The Wombat programming language

The Wombat programming language has been under development for 35 years (under various names) inspired initially by the desire to address the problems in Algol68 mentioned above. It has quite a lot of ideas that I would be keen to put before the Algol committee (IFIP WG 2.1), should they be interested in defining a new Algol. I list some of them here because they show what can be done within the Algol tradition.
  • Behaviours are like Haskell type classes, listing properties and laws. This is similar to interface/trait without allowing them to be used as if they were types.
  • It is natural to organise types in an embedding hierarchy. An Int is a Rational, and a Dog is a Mammal. This is done with apply/unapply pairs of functions (in Scala terminology). The hierarchy forms a bounded order lattice and this is the natural setting for Algol68-style Union. (Unrelatedly, we also need DisjointUnion which the application programmer will more normally use.)
  • The type at the bottom of our hierarchy has no elements. It is Empty in Wombat.
  • Automatic conversions and casts within the hierarchy go down to the intersection of source and destination, then up. When the intersection is Empty then other coercions, such as dereferencing, can occur.
  • Diamond ambiguity (choice of conversion paths) is addressed in Wombat by combining procedures so that the fact that the two paths give the same result is checked at run time. Combinable is a weakened Distinguishable that is sufficient for some uses. Combining is also used to support procedure declaration by multiple declarations with different parameter patterns.

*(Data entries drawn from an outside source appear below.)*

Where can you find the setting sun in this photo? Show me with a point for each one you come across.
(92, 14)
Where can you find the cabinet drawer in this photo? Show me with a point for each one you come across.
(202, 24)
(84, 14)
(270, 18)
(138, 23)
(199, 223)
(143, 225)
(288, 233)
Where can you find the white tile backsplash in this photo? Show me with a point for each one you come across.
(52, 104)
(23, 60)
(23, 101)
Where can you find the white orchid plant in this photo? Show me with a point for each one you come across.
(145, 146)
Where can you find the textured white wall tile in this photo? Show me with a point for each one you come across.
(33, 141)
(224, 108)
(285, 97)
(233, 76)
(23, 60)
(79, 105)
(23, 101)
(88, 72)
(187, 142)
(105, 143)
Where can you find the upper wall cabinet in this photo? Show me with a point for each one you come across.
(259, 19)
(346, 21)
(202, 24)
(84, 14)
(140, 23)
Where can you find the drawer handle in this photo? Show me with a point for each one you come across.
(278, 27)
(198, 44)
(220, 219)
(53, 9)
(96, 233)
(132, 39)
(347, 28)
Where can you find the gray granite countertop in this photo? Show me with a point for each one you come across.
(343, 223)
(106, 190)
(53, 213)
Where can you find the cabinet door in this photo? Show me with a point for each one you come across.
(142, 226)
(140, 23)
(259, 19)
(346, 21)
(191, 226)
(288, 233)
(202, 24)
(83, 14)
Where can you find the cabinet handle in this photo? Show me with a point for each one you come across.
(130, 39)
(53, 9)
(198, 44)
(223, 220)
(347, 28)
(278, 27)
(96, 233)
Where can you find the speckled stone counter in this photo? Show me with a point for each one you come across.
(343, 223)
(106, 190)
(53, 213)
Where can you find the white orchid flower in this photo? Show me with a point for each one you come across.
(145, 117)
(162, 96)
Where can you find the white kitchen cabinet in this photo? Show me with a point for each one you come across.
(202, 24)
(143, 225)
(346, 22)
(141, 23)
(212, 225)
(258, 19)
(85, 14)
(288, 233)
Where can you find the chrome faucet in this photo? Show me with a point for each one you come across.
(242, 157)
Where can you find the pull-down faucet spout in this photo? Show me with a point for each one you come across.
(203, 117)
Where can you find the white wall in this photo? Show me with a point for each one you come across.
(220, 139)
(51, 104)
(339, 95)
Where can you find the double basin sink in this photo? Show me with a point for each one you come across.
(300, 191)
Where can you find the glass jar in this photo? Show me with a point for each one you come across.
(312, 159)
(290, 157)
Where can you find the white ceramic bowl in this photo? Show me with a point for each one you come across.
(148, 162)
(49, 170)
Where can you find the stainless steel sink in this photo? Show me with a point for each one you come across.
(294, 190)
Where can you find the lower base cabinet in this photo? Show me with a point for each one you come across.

  • The Algol68 declaration, such as “int five = 5” can, in modern style, be sensibly reduced to “five = 5”. It is natural then to allow the left side to pattern match and unpack structures. However we can have names on the left already declared from an outer level which are just representing their outer value. Wombat avoids any ambiguity by marking new names with a preceding backquote. It also extends the meaning of “=” to general unification. The benefit of this is that the same code can, in logic programming style, be declarative and can be run forwards or backwards in some circumstances.
  • Wombat has an Atom type, with values being an identifier with a leading dot (.), and no Behaviours except Distinguishable. So s.length is just a procedure call with Atom parameter .length. All values are allowed to behave as procedures in a type-specific way, so the convenience of OO method call syntax is delivered with simple procedure call semantics. So if s has type String then s behaves as (String.asProc s).
  • The advantages of lazy evaluation can be substantially realised by use of streams [Stream(X) = Unit=>(X*Stream(X))], and similar types, if they can be implemented in iterator style.
  • We can see that proofs are going to become an important part of programming. In Wombat it is expected that when the properties and laws of a type are defined using the properties and laws of an implementation type, then that should be proved. When a specialization is added to a procedure for some implementation of the input, then it should be proved that it actually does implement the same algorithm. Inverse pairs arise in several circumstances, and it is reasonable to expect a proof that they are inverses. And so on. This is an important but new and difficult area that might make it hard to hit the 2020 date.
Naturally there are many other researchers and developers who will want to add great ideas to a new Algol.

More information about Wombat is available on the blog wombatlang.blogspot.com. The posts are of varied quality and varied relevance to the current design. The post Rationale of the Wombat Type System is an alternative OBT submission that I prepared and is perhaps a good introduction. The outline doc, "Outline of the Wombat Programming Language", is reasonably up to date, but not currently very well organised.